Mit der Stiftung hat die Familie Reimann einen Spendenfonds in Höhe von zehn Millionen Euro eingerichtet für humanitäre Hilfe für Überlebende des Holocaust. Außerdem hat die Familie Reimann der Stiftung im Gründungsjahr 2019 250 Millionen Euro über zehn Jahre zur Verfügung gestellt.[1] Geplant ist ein fortlaufendes Engagement auf unbestimmte Zeit.[2]

Alfred Landecker (1884–1942) war ein deutsch-jüdischer Buchhalter. Seine Ehefrau Maria Geßner († 1933) war katholischen Glaubens. Aus der Ehe stammten die drei Kinder Wilhelm, Gerda und Emilie, die Landecker nach der Machtergreifung durch die Nationalsozialisten im Jahre 1933 katholisch taufen ließ. Landecker wurde 1942 in ein Ghetto im vom Deutschen Reich besetzten Polen deportiert, wo er kurz darauf ermordet wurde.[3] [4] [5]

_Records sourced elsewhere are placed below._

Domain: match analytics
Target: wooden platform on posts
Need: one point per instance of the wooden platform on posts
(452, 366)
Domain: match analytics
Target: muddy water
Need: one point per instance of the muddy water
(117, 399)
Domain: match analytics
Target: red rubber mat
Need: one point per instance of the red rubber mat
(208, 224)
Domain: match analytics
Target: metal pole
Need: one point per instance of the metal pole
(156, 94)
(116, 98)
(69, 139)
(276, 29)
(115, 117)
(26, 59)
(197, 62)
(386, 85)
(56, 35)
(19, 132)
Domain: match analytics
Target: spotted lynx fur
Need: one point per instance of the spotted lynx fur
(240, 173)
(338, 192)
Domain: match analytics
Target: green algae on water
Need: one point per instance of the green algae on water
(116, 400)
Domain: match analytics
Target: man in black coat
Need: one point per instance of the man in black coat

Landeckers Tochter Emilie (1922–2017) sorgte nach dem Tod des Vaters für ihre zwei Geschwister und arbeitete bis zum Jahr 1965 für die von Johann Adam Benckiser gegründete Firma Joh. A. Benckiser GmbH, die von Albert Reimann sen. und Albert Reimann jun. geleitet wurde.[5] Aus ihrer langjährigen Beziehung mit dem verheirateten Reimann jun. stammten die drei Kinder Renate Reimann-Haas, Wolfgang Reimann und Andrea Reimann-Ciardelli. Es ist unklar, ob Reimann Kenntnis über Emilies jüdische Abstammung hatte. Reimanns Ehe blieb kinderlos; er adoptierte er im Februar 1965 seine Kinder aus der Beziehung mit Emilie Landecker.[5]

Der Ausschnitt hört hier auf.